The USS Oklahoma was commissioned in Philadelphia on May 2, 1916, with the Assistant Secretary of the Navy, Franklin D. Roosevelt attending.

As president, Roosevelt would later declare war on Japan in 1941 after the attack on Pearl Harbor.

In 1933, the USS Oklahoma participated in civil defense drills in Tacoma, where the ship’s generators provided all electrical power to the city for 24 hours.

When the attack began just before 8 a.m., most of the crew were sleeping in their racks below deck and never made it up to the main deck.

At around 7:55 a.m., the first wave of Japanese aircraft struck the Oklahoma with three aerial torpedoes.

As the Oklahoma capsized, Japanese planes strafed the deck with machine gunfire.

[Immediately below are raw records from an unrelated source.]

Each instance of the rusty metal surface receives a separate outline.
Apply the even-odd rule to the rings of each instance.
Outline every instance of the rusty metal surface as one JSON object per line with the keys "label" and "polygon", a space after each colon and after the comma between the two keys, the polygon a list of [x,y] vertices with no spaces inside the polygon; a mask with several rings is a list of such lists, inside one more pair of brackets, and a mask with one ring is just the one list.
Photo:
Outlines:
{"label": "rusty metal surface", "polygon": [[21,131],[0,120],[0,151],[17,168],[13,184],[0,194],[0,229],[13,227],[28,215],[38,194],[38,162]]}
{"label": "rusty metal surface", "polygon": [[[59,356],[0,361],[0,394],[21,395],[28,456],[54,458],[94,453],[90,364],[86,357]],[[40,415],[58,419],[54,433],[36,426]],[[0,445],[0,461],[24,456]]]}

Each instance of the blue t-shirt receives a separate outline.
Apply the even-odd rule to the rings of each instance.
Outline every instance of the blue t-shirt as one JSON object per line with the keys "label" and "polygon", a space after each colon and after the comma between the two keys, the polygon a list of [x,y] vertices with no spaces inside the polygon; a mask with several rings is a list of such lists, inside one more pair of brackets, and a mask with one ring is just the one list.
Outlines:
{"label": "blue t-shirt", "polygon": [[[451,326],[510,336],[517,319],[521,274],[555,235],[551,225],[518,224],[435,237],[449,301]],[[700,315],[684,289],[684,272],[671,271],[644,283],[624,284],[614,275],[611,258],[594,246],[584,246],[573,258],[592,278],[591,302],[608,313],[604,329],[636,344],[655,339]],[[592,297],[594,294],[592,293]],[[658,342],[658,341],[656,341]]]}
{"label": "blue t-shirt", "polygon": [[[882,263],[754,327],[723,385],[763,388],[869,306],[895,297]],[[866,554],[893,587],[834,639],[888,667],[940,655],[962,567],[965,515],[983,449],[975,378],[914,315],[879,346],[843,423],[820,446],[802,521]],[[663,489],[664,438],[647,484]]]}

Six more torpedoes struck the Oklahoma, tearing open the port side.

Within 15 minutes of the first torpedo, the Oklahoma rolled completely over, trapping crewmembers inside.

Men trapped inside started banging on the bulkhead to get the attention of passing boats.

On Dec. 8 and 9, after cutting holes in the exposed bottom of the ship, 32 men were pulled out alive.

Banging continued through Dec. 10, but by then, nothing could be done, as the sound was coming from below the waterline and the Sailors standing watch over the Oklahoma could only wait and listen until the banging stopped.